Ask anyone today what they know about the great Josephine Baker and they will inevitably trot out the fact that she scandalized tout Paris in the 1920’s by dancing wearing nothing more than a bunch of bananas. In this (far too short) film on her life we learn there was so much more to this multi-faceted woman than her glittering show business career and that in later life she was a Decorated French Resistance Hero in WW2, and then in the 60’s was the only female speaker alongside Martin Luther King at the famous civil rights ‘March on Washington’.
Born in 1908 to a black mother and an absent white father in St Louis, she dropped out of school at 12 years old and lived on the streets before eventually landing a job as a dancer in the chorus locally which led to a move and a new gig in New York. By the age of 19 she had become the scandalous and sensational star of the Follies Bergere in Paris with the help of those bananas and other props like her pet cheetah with his diamond encrusted collar.
In the 1950’s when she returned to the US as a star and a hero she was feted with a ticker tape parade in Harlem but she still suffered the indignities of segregation like all black performers at the time who were considered good enough to entertain (white) polite society as long they stuck to using the ‘coloureds only’ toilet and entered the Clubs through the kitchen door.

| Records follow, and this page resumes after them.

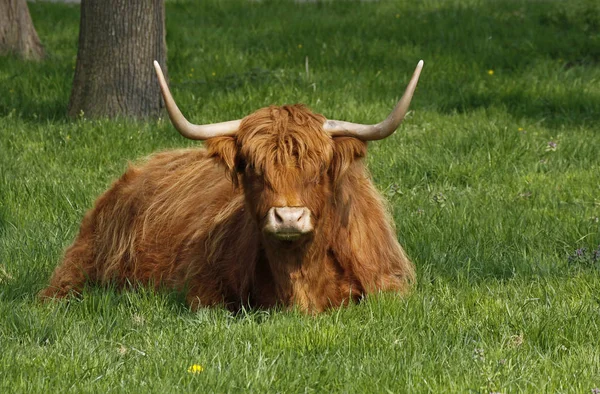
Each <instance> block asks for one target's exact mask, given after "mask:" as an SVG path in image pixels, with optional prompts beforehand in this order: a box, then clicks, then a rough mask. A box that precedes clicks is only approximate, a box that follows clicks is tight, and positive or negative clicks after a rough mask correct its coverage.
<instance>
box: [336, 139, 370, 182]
mask: <svg viewBox="0 0 600 394" xmlns="http://www.w3.org/2000/svg"><path fill="white" fill-rule="evenodd" d="M333 146H334V147H333V160H332V162H331V166H330V167H329V172H330V176H331V177H332V179H333V180H334V182H335V183H337V182H339V181H340V180H341V179H342V178H343V177H344V175H345V174H346V171H348V169H349V168H350V166H351V165H352V163H354V161H355V160H357V159H361V158H363V157H365V156H366V155H367V143H366V142H364V141H361V140H359V139H356V138H353V137H335V138H334V139H333Z"/></svg>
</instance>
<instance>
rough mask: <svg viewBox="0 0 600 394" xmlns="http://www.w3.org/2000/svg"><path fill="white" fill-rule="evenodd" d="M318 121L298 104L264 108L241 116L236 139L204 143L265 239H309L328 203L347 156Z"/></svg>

Baker confused the audiences of that period even further by appearing not in the traditional attire of black performers but by dressing head to toe as the chic Parisian that she now was.
In later life she was so much in the forefront of the US civil rights movement, that Coretta King even asked her to become its Leader after her husband was killed. At the same time back in France Ms Baker also adopted countless orphans and established this enormous family of her own.
She didn’t always make the right choices with people in her life, and when she was in her 60’s and discovered that her hubby had blown all her money, she had to go back to work again. I remember that part well, cos as an impressionable young man in my very early 20’s I got to see her perform at the London Palladium, still every inch a star but thankfully sans bananas.
She may not have had the most perfect life, albeit that it was packed with some very heady moments, but she did have the most perfect ending. At the age of 75 after a sensation reception given to her by the audience at her ‘retrospective’ concert at Paris’s L’Olympia, she went back to her hotel to rest, and then died peacefully in her sleep that night.
This brief look at her life included a wealth of glorious archival footage but it does beg for a full length documentary and one soon whilst there are people still around who were touched by this incredible woman who against so many odds, achieved so much.